On this trip, I brought along the Warbonnet Ridgerunner, a bridge hammock with a double layer bottom. The Ridgerunner has a longer-than-typical hang distance compared with the gathered end hammocks everyone else in my group brought, but thankfully the copse of junipers worked out perfectly. I used a short pad on this trip, tucked between the layers on the hammock for bottom insulation. This is one of the great things about bridge hammocks that appeals to me: the ability to hold a pad securely in place, all night. Having the zippered bug net was also a huge plus, giving me a bug-free enclosure where I could write in my journal and read before going to bed. Bridge hammocks, such as the Ridgerunner, have such a great, flat lay that nestling down to bed feels as natural as being tucked in at home. Bliss.

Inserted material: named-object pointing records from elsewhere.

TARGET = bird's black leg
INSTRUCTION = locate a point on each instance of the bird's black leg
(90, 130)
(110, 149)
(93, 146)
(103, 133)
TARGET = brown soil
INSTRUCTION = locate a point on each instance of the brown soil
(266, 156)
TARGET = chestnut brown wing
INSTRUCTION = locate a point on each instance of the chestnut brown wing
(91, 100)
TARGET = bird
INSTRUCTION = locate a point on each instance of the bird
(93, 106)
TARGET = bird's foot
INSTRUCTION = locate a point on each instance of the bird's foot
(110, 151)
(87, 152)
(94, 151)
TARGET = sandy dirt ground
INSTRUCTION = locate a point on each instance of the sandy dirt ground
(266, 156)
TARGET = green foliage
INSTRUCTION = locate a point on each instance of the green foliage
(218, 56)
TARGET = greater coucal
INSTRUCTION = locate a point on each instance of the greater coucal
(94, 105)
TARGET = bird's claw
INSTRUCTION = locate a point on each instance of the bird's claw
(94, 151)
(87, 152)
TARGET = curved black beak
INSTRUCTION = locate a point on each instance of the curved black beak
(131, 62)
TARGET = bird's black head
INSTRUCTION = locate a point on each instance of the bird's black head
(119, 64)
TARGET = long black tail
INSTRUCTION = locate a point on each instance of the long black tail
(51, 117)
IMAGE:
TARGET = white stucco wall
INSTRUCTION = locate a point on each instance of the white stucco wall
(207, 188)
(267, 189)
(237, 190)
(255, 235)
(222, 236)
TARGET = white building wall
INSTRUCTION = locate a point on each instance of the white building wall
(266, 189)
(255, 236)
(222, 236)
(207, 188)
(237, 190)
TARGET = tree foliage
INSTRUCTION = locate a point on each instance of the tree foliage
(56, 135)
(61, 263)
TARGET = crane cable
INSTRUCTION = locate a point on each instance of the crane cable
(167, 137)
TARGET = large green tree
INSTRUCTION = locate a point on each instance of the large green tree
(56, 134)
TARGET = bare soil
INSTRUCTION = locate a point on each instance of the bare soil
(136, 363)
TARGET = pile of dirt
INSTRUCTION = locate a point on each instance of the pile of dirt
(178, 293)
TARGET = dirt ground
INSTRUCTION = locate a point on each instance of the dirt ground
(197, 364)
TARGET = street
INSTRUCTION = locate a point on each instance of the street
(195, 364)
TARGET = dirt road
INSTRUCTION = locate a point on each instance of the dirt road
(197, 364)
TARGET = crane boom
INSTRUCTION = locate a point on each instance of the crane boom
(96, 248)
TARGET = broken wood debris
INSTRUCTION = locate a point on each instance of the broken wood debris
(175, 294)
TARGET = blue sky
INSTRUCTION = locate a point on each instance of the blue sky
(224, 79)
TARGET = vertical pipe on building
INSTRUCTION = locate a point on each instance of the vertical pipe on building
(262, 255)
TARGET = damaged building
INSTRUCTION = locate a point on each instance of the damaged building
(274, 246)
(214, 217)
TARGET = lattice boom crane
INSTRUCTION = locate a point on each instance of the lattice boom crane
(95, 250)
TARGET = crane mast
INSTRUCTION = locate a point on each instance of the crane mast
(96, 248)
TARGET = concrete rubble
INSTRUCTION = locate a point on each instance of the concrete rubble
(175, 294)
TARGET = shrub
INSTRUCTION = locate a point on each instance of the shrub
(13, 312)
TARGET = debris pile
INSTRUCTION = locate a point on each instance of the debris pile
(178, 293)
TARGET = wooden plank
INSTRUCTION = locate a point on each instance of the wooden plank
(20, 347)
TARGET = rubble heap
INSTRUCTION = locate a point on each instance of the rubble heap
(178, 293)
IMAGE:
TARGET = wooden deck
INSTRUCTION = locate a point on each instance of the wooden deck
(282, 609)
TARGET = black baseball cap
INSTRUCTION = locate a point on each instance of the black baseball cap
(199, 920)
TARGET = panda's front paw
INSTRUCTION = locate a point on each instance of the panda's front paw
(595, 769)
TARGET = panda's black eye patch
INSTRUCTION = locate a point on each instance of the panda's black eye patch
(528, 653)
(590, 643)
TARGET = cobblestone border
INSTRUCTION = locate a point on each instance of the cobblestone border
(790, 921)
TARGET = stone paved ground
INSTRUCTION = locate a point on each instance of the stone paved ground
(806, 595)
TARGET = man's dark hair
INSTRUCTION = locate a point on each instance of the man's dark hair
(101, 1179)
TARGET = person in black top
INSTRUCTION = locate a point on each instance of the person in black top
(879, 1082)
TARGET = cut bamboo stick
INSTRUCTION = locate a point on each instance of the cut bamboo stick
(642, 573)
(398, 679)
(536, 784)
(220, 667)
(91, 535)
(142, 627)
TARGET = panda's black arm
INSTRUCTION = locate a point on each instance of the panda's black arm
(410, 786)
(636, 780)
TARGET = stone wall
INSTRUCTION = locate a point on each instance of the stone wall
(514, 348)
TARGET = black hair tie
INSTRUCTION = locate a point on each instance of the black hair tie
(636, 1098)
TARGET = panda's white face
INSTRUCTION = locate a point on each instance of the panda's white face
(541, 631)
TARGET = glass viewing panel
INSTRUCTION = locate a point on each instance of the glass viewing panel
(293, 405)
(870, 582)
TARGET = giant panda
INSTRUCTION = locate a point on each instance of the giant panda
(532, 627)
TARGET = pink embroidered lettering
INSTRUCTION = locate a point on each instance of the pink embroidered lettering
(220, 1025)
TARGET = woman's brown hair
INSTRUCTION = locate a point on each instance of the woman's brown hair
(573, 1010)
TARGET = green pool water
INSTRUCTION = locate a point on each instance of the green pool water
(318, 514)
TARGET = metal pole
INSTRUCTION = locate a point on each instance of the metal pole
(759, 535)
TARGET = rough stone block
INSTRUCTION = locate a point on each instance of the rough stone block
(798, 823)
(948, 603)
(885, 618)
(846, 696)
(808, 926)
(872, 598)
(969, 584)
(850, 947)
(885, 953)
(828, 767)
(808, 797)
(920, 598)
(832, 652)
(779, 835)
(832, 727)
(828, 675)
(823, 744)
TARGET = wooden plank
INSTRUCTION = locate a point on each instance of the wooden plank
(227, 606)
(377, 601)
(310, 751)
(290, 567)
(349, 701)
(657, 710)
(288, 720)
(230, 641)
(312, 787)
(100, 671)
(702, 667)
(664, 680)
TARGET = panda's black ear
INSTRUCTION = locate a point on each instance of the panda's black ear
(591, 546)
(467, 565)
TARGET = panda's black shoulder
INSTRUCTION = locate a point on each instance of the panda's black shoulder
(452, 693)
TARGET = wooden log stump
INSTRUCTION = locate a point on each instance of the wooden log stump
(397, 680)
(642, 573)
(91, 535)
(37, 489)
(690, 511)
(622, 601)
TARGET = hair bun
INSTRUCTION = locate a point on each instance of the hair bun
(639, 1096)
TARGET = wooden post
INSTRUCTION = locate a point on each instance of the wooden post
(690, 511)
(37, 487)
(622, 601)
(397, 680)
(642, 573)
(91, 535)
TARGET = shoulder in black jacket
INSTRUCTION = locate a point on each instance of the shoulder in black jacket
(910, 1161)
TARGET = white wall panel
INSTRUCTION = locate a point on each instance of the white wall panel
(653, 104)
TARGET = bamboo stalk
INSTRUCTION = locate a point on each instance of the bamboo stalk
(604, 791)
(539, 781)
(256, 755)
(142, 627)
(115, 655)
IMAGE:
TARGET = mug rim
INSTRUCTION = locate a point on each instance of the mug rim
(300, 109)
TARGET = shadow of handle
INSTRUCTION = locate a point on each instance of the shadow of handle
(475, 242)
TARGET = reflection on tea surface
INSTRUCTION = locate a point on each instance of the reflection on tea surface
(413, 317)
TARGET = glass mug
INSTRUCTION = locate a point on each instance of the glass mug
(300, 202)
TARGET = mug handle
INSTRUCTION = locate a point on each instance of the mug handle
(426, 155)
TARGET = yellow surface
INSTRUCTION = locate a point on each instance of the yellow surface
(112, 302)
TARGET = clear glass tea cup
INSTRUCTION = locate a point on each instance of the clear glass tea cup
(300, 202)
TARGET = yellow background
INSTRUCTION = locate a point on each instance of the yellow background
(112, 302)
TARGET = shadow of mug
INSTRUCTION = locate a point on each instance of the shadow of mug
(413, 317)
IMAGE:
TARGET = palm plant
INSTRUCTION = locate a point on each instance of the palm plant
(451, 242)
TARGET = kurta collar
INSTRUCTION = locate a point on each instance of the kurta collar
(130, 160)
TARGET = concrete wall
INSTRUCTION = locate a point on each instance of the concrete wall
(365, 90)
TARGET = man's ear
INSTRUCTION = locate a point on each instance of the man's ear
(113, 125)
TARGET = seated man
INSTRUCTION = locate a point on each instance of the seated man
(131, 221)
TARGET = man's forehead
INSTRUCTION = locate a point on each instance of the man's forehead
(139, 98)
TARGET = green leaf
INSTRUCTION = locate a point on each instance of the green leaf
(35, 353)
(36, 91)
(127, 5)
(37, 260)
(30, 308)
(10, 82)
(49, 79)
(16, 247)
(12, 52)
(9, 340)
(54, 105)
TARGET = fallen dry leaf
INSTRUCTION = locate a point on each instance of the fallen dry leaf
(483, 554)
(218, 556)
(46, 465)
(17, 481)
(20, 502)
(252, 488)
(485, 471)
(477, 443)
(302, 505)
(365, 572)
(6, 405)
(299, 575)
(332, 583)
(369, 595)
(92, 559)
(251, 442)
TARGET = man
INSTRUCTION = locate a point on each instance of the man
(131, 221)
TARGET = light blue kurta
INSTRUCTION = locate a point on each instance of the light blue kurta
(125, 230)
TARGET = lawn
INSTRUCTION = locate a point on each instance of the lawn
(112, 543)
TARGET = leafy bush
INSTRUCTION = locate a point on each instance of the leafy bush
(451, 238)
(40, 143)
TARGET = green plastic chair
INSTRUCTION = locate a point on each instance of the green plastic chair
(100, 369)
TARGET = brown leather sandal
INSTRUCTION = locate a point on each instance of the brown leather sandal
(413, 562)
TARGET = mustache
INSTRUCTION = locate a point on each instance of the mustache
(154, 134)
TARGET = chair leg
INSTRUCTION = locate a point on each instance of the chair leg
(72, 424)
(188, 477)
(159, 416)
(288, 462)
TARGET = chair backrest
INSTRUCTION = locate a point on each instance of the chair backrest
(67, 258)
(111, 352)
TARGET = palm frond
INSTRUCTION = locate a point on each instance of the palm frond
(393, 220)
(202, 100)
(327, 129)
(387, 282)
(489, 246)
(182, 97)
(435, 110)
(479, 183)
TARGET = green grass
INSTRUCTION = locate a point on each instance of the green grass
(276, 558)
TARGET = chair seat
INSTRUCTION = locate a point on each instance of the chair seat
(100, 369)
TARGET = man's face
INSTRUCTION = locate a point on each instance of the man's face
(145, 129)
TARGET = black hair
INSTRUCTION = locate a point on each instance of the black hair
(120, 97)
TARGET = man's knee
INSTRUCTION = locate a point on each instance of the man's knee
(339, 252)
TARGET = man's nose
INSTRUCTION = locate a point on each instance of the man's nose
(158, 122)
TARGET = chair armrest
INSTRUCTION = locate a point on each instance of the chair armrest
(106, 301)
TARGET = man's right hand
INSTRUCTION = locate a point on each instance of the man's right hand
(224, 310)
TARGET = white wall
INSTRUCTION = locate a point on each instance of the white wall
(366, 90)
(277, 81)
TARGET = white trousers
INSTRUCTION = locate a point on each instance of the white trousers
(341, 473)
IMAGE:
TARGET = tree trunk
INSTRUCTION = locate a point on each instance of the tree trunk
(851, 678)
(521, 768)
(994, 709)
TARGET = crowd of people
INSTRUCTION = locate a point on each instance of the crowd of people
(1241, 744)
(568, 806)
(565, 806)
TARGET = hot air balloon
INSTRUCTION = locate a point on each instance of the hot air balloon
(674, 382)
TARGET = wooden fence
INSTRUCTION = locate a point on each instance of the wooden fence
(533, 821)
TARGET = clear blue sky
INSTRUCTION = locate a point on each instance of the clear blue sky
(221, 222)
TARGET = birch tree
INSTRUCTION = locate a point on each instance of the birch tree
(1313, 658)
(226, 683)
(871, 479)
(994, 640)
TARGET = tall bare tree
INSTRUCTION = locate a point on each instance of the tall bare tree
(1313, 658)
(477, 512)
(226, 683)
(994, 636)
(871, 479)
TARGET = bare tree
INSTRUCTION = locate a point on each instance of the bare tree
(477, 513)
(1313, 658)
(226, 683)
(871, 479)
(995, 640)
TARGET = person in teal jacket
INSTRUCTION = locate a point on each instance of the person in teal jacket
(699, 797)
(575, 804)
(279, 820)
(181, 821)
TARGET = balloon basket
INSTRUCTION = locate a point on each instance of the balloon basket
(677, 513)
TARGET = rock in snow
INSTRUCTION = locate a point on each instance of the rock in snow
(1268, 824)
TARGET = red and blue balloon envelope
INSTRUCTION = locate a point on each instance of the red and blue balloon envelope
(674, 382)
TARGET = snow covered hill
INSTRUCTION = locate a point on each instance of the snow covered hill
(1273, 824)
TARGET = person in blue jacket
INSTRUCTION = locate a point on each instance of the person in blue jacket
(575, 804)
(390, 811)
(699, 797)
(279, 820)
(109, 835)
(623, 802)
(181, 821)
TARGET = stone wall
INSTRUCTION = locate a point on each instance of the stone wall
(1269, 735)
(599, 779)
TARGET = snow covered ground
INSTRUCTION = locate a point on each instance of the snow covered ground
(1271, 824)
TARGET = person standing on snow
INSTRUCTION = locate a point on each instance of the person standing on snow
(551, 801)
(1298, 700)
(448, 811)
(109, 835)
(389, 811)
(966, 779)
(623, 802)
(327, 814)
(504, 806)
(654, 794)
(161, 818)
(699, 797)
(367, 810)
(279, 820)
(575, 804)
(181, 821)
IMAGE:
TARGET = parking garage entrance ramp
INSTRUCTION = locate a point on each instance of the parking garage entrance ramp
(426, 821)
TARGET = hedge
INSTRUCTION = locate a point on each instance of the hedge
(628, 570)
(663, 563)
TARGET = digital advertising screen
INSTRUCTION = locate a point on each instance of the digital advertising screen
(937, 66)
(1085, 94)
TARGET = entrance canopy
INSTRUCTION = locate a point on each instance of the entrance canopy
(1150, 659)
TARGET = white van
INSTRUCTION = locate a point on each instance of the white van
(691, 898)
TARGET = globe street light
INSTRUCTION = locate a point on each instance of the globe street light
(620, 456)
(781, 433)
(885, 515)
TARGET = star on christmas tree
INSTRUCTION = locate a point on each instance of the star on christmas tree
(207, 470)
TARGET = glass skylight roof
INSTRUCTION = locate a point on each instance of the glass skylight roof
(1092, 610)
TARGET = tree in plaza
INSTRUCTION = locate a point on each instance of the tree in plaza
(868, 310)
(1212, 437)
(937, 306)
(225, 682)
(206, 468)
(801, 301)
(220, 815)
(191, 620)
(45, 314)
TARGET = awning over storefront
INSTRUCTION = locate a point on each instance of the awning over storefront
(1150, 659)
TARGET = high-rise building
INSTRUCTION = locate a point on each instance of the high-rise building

The camp made for a cozy cluster, which was a lot of fun for nearly everyone (mom admitted later she wished she had ear plugs). In the morning, after breakfast and breaking camp, we hiked a few miles further to creek where we refilled our water. Further down the trail, but not far from the creek, was an excellent hammock camping location. Being on the north face of a spur, tall pines grew abundantly and we opted for a quick lounge in our hammocks, plotting with ourselves to hike to this spot next time we found ourselves looking for a quick overnight escape.
This was a great trail and a beautiful escape from the heat of Southern Utah. I’m hoping for a repeat trip next year, with a possible summit attempt on Pine Valley Mountain.Sego Lily, was abundant on this trail.
Another great trip report. Thanks for sharing these as a nice variety among the gear reviews, how-to’s, etc.